Vacancies Raise Risks and Lower Value for Landlords
The New York Times reports: With the economic slump continuing, 1999 K Street, a new 12-story building in Washington's CBD was sold this month in an all-cash deal for over $200 million. The per-square-foot price was one of the highest ever paid in the nation’s capital. What makes the building especially valuable is the fact that it is fully leased for the next 15 years.
Meanwhile in Seattle, 1301 2nd Avenue sold for a drastically lower price per square foot, reflecting the dismal state of the Seattle market, where no major office buildings had sold in nearly two years. But there was another important reason: more than half of the building may remain vacant.
When the real estate market was hot, investors coveted space that was vacant, or would soon be vacant, because rents were steadily rising. But now, vacancy detracts from the value of a building.

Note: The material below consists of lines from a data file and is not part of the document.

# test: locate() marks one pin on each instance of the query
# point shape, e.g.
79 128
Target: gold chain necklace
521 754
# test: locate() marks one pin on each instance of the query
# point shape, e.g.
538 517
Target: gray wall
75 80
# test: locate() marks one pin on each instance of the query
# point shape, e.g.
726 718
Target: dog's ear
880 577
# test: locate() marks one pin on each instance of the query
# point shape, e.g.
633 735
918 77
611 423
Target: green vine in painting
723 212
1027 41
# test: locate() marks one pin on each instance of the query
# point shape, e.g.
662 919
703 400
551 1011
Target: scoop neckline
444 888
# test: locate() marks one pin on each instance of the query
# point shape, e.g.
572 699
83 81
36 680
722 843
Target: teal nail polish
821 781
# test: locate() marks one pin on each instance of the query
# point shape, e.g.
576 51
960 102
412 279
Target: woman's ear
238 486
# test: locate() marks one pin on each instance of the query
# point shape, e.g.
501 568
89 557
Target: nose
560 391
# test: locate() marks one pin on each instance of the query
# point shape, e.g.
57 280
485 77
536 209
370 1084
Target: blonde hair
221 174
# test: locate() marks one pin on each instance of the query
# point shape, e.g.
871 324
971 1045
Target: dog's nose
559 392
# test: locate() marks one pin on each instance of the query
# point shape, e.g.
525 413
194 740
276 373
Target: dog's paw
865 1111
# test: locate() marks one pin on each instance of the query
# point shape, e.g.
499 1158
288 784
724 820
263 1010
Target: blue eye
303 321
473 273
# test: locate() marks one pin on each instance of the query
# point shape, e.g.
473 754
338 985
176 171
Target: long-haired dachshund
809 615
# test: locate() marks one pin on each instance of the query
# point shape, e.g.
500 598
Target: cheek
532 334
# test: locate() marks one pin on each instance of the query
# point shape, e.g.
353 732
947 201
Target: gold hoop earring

The owners of One California Plaza, a 42-story building at 300 South Grand Avenue in Los Angeles, are also taking a haircut because of vacant space. The building is in contract to be sold to a New York company, Metropolitan Real Estate Investment, for roughly $225 million, or about $225 a square foot, according to Real Capital Analytics, a commercial real estate research company. The seller is Macquarie Office Trust, an Australian company, which paid $325 a foot for an 80 percent stake in the building in 2006. One-fifth of the building is unfilled, and a major tenant, the law firm of Skadden, Arps, Slate, Meagher & Flom, has not decided whether to renew leases that are expiring in a couple of years.
To clinch a deal on vacant space, the landlord must offer concessions like months of free rent and help in creating or refurbishing the offices. "We’re seeing the largest concession packages I’ve seen in the last 25 years," said Mary Ann Tighe, the chief executive of the New York region for CB Richard Ellis. "When you’re calculating what it costs to buy something, concession packages have to be part of that calculation."
Additional expenses will be accrued in converting a building that was designed for one tenant, like the Washington Mutual Center in Seattle, to multi-tenant use, said Robert M. White Jr., the president of Real Capital Analytics.